On est prête à raccrocher, après une bonne heure de conversation, lorsqu’il nous parle d’une expérience. Intéressant de voir comment le gourou assoit son influence sur une pseudo-révélation… Il a un jour rendu visite à un prêtre exorciste italien, le père Bianco, et l’a accompagné lors d’une séance d’exorcisme dans sa sacristie. Le « démon », qui parlait en araméen, s’est alors soudain mis à parler… en français. Patrick a donc pu échanger avec le Malin. « Il m’a communiqué un certain nombre de choses, comment il fait pour attaquer les gens, ce qu’il faut faire ou ne pas faire. J’ai cinq heures d’enregistrement sur mon téléphone », nous raconte-t-il. Évidemment, il refuse de nous le faire écouter.

Que penser de ce personnage  ? Suffisamment perché pour être sûr d’être l’« élu »  ? Ou manipulateur cynique qui veut se créer une communauté à sa botte  ? Une chose est sûre, il risque d’exploiter des esprits vulnérables. « Cela semble bien être un gourou escroc », souligne Christine Pedotti, direc­trice de la publication de Témoignage chrétien et figure du catholicisme de gauche, lorsqu’on lui fait part des éléments en notre possession. « Il y a un tel effondrement du catholicisme dans son expression « normale » que cela a donné lieu à tout un tas de phénomènes sectaires », déplore-t-elle. Pour prospérer, Patrick s’appuie d’ailleurs sur certains prêtres qui le soutiennent et viennent servir ses messes ou exorciser son huile.

L’association entretient ainsi des liens étroits avec les chrétiens du Liban, plusieurs de ses offices se déroulent dans l’église maronite d’Issy-les-Moulineaux (Hauts-de-Seine). L’asso est aussi liée l’Association française Luisa-­Piccarreta (AFLP) – du nom d’une mystique italienne –, créée en 2018 et agréée par Luc Ravel, archevêque de Strasbourg, qui vient de démis­sionner (voir Charlie no 1608) . La messe à laquelle nous avons assisté était d’ailleurs servie par le père Gabriel-Marie Tchonang, président de l’AFLP, venu exprès du diocèse de Strasbourg. Le gourou loue aussi régulièrement plusieurs églises dans Paris, en y faisant venir des prêtres extérieurs : Saint-Denys de la Chapelle, Saint-Roch, Notre-Dame-de-Lourdes. Ces églises l’auraient accueilli « en toute bonne foi », sans connaître le fond des propositions de ­l’association.

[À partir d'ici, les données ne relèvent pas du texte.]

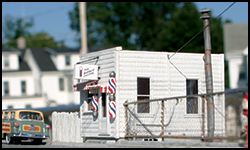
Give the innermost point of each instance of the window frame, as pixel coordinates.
(144, 94)
(67, 60)
(61, 84)
(191, 110)
(6, 88)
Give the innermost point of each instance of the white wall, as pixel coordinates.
(60, 62)
(15, 79)
(13, 61)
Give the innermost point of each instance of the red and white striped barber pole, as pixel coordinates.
(112, 90)
(94, 102)
(112, 85)
(112, 109)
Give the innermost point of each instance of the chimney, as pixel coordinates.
(21, 43)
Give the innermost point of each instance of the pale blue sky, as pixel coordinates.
(53, 18)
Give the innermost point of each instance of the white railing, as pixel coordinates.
(66, 127)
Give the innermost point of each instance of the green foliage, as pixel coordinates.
(17, 27)
(157, 26)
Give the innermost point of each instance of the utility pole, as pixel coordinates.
(82, 8)
(208, 73)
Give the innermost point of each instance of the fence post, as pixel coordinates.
(208, 73)
(162, 119)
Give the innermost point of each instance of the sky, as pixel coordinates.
(53, 18)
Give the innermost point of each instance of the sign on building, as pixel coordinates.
(88, 72)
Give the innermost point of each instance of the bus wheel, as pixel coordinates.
(8, 139)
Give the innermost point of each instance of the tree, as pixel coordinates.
(15, 27)
(163, 26)
(18, 27)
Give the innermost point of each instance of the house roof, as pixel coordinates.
(23, 66)
(235, 38)
(43, 60)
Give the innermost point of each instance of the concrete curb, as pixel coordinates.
(186, 144)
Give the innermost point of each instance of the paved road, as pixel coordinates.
(124, 144)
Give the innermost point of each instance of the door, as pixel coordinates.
(103, 123)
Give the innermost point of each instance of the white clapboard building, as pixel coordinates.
(135, 70)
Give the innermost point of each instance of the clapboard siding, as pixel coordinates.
(165, 81)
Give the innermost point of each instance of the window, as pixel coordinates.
(6, 88)
(67, 60)
(61, 84)
(192, 102)
(6, 61)
(23, 87)
(143, 93)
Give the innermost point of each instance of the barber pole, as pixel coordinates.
(112, 85)
(112, 109)
(94, 103)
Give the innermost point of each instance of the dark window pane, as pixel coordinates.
(143, 107)
(143, 86)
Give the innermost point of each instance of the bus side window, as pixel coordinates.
(12, 115)
(6, 116)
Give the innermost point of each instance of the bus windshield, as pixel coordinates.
(30, 115)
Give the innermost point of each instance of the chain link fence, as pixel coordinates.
(186, 117)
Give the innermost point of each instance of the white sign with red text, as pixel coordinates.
(88, 72)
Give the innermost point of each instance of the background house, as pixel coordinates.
(236, 53)
(34, 78)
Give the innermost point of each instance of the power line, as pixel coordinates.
(202, 30)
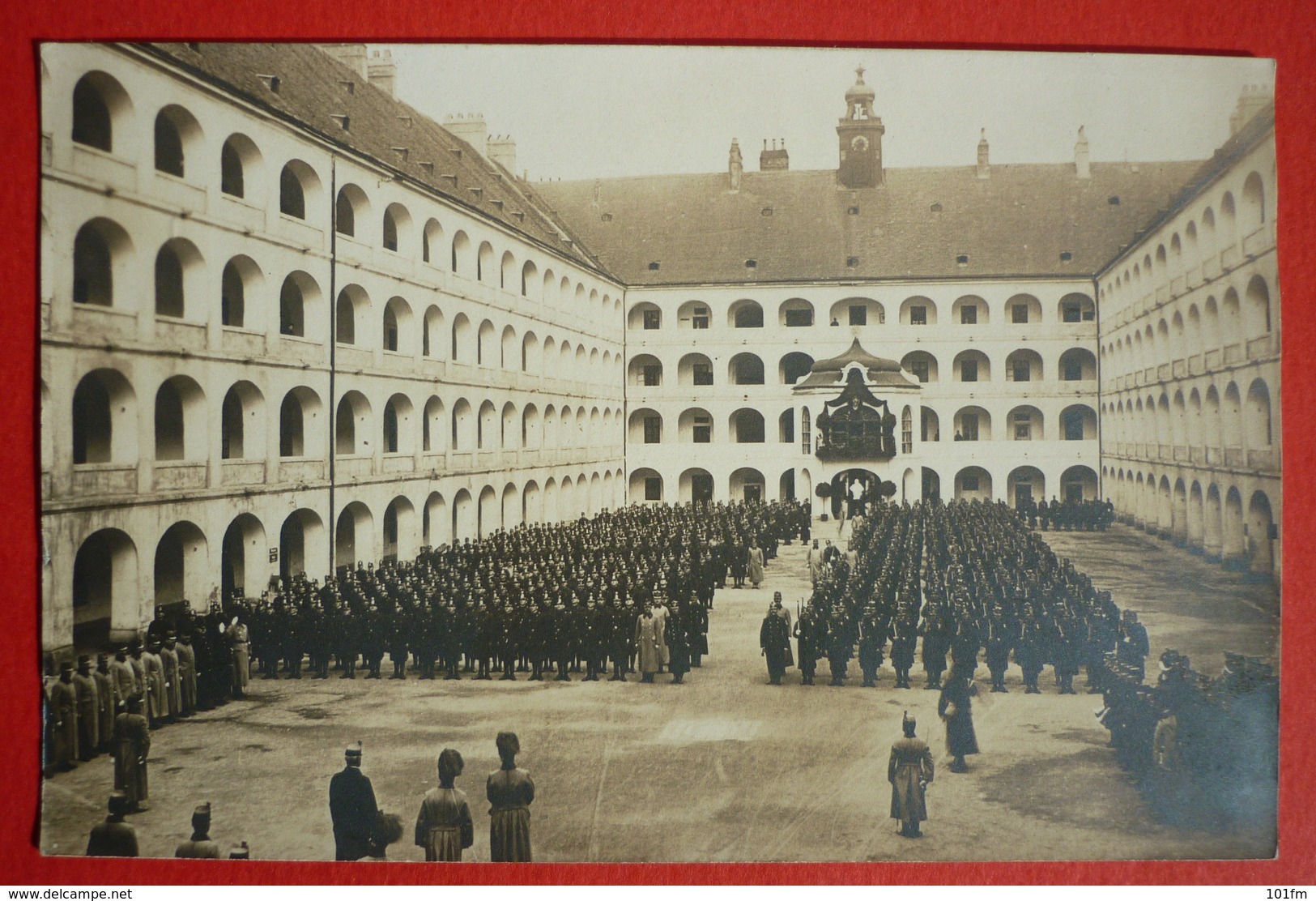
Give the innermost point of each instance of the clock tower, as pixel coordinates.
(859, 135)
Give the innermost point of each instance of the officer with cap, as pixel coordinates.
(353, 809)
(200, 844)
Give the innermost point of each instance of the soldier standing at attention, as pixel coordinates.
(351, 805)
(909, 772)
(509, 792)
(113, 838)
(200, 844)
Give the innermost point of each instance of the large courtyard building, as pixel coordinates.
(290, 323)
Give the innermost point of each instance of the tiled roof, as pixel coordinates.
(313, 92)
(924, 223)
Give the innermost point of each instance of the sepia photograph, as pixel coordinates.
(585, 454)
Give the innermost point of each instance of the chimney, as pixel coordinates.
(353, 56)
(1080, 166)
(774, 160)
(382, 71)
(735, 165)
(470, 130)
(503, 152)
(1250, 101)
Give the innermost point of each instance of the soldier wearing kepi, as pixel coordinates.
(909, 771)
(351, 805)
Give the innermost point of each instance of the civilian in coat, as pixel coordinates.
(63, 714)
(509, 792)
(130, 749)
(172, 690)
(646, 644)
(157, 709)
(105, 701)
(113, 838)
(185, 675)
(444, 826)
(954, 707)
(88, 709)
(909, 771)
(351, 805)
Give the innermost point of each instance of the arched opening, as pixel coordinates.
(351, 313)
(100, 252)
(1078, 423)
(399, 433)
(747, 484)
(175, 130)
(1261, 535)
(301, 541)
(237, 157)
(973, 484)
(296, 181)
(399, 530)
(695, 369)
(354, 536)
(1024, 485)
(104, 419)
(178, 265)
(298, 415)
(99, 101)
(241, 280)
(973, 425)
(351, 425)
(795, 314)
(436, 526)
(105, 587)
(795, 366)
(298, 293)
(351, 208)
(244, 570)
(1078, 484)
(1078, 365)
(181, 566)
(747, 427)
(922, 365)
(747, 369)
(181, 421)
(242, 423)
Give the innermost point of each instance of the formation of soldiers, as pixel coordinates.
(540, 600)
(1067, 515)
(962, 577)
(1202, 749)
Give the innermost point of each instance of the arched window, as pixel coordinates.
(231, 170)
(292, 197)
(92, 122)
(94, 271)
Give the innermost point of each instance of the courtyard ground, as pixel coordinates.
(722, 768)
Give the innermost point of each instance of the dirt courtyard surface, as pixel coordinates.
(722, 768)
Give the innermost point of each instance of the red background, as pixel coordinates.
(1284, 29)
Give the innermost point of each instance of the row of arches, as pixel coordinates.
(104, 423)
(1235, 319)
(973, 365)
(798, 313)
(1200, 241)
(1217, 519)
(103, 111)
(109, 585)
(1195, 418)
(696, 484)
(749, 425)
(101, 248)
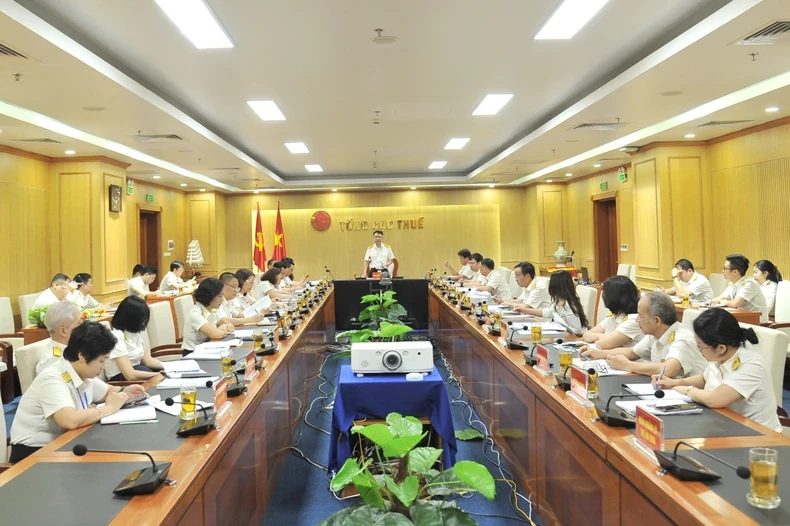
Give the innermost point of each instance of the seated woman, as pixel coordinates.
(129, 361)
(565, 308)
(64, 395)
(736, 376)
(202, 323)
(620, 328)
(768, 276)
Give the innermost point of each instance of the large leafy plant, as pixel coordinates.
(381, 319)
(406, 490)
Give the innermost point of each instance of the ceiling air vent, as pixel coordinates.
(768, 35)
(157, 138)
(46, 141)
(721, 123)
(599, 126)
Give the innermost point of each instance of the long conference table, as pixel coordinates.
(576, 470)
(225, 477)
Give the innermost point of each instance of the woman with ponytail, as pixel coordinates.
(768, 276)
(736, 377)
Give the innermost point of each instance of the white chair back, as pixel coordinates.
(588, 297)
(182, 305)
(773, 348)
(718, 284)
(26, 302)
(6, 317)
(26, 358)
(161, 330)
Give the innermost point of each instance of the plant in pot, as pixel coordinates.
(381, 319)
(406, 490)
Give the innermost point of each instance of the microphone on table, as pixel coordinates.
(138, 482)
(689, 469)
(618, 417)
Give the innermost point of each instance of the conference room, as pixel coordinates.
(403, 263)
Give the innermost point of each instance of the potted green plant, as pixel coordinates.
(381, 319)
(407, 491)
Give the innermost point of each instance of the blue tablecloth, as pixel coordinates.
(376, 396)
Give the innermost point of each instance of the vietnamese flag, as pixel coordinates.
(259, 253)
(279, 237)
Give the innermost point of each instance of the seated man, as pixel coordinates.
(64, 395)
(139, 286)
(687, 281)
(495, 282)
(465, 272)
(535, 294)
(61, 319)
(668, 345)
(58, 290)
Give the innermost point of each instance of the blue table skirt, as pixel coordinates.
(375, 396)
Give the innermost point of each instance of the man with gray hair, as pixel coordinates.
(668, 345)
(60, 319)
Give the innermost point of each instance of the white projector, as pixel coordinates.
(391, 357)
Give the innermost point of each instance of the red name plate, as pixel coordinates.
(543, 357)
(579, 382)
(649, 430)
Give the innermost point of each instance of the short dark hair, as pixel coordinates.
(227, 277)
(773, 272)
(132, 315)
(526, 268)
(59, 277)
(91, 340)
(208, 289)
(620, 295)
(243, 275)
(719, 327)
(81, 279)
(738, 262)
(271, 275)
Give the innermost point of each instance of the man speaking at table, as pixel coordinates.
(379, 256)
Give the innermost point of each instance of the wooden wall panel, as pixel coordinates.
(646, 215)
(686, 196)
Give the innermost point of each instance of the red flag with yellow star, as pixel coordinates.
(279, 237)
(259, 253)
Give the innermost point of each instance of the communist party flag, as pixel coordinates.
(279, 237)
(259, 253)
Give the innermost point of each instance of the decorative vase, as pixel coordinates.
(561, 255)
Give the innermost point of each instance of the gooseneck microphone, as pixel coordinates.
(687, 468)
(139, 482)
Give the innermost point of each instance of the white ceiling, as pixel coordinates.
(315, 60)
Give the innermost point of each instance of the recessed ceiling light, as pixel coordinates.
(457, 144)
(492, 104)
(267, 110)
(297, 147)
(196, 22)
(569, 18)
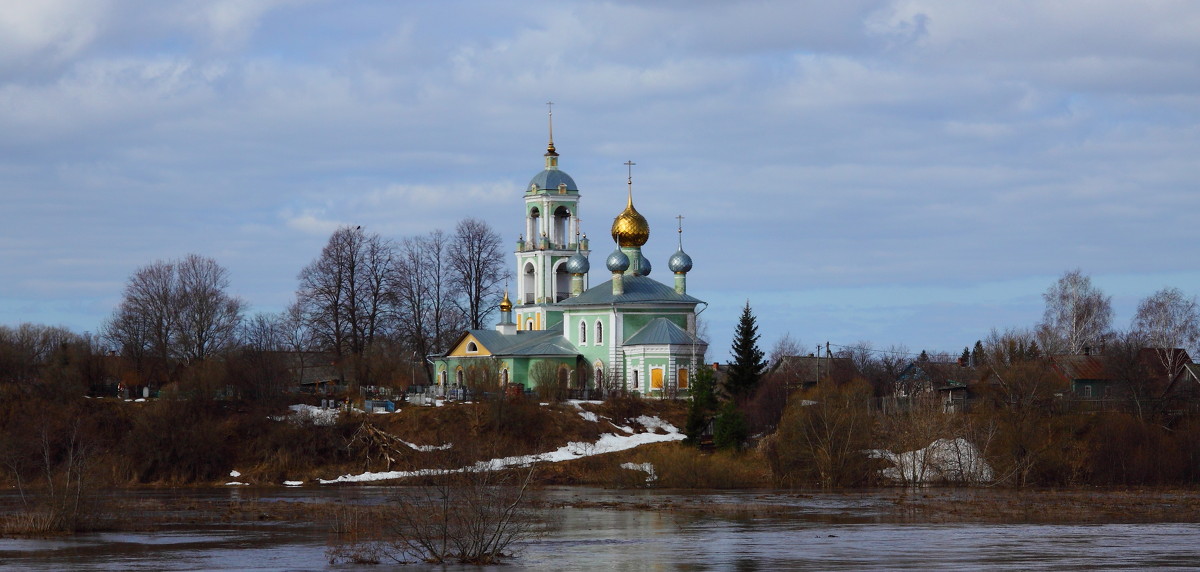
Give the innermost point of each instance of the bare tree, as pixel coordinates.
(346, 295)
(785, 347)
(208, 317)
(1167, 320)
(177, 309)
(477, 270)
(427, 315)
(1078, 314)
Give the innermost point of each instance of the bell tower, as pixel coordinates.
(551, 236)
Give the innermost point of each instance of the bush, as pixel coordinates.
(468, 517)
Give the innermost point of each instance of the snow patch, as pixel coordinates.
(425, 447)
(319, 416)
(607, 443)
(942, 461)
(648, 468)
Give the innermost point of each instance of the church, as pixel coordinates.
(630, 332)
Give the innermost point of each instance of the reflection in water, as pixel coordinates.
(826, 531)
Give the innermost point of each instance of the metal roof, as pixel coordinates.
(639, 289)
(663, 331)
(550, 180)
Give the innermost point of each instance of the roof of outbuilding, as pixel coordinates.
(639, 289)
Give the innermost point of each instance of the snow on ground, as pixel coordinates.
(945, 459)
(425, 449)
(589, 416)
(321, 416)
(607, 443)
(648, 468)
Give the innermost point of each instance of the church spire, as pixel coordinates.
(551, 154)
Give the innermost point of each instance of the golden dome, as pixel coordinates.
(630, 227)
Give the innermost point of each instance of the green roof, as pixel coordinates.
(525, 343)
(639, 289)
(663, 331)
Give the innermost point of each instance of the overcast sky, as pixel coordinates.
(905, 173)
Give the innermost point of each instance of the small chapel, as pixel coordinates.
(629, 333)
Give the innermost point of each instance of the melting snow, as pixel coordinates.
(321, 416)
(607, 443)
(588, 416)
(648, 468)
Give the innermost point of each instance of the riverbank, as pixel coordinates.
(311, 507)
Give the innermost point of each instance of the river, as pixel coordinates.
(820, 531)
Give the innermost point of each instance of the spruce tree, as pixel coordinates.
(748, 363)
(703, 404)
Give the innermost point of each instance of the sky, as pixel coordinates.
(905, 173)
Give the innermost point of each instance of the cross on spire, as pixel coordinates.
(630, 164)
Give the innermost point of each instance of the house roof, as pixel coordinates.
(1078, 367)
(663, 331)
(805, 368)
(637, 289)
(941, 374)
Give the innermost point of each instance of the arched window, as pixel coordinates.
(562, 283)
(528, 283)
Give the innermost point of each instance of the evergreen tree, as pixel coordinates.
(748, 363)
(1033, 351)
(731, 428)
(703, 404)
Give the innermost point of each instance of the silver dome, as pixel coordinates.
(618, 262)
(679, 263)
(643, 266)
(577, 264)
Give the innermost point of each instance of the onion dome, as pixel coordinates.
(577, 264)
(618, 262)
(679, 263)
(643, 266)
(630, 227)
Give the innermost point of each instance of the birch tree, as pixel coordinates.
(1078, 314)
(477, 270)
(1168, 320)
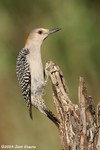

Nous avons contacté le diocèse de Paris pour avoir sa réaction. Eh bien, c’est historique, une fois n’est pas coutume, le diocèse a remercié Charlie ! « Merci de nous avoir signalé cette association, dont nous ne connaissions ni l’existence ni les pratiques, nous répond-on. Au vu des différents documents présents sur le site de cette association, nous avons saisi les services diocésains compétents et demandé aux paroisses qui ont accueilli des rencontres de ne plus le faire, et de nous faire remonter tout témoignage de pratiques douteuses. Nous allons aussi alerter l’ensemble des paroisses de Paris afin qu’elles refusent toute demande de la part de cette association. » Reste à savoir si une partie de l’Église ne fermerait pas les yeux si elle n’était pas interpellée, ce type de gourou permettant, au fond, de ramener quelques ouailles avides de superstitions dans une Église qui en perd beaucoup."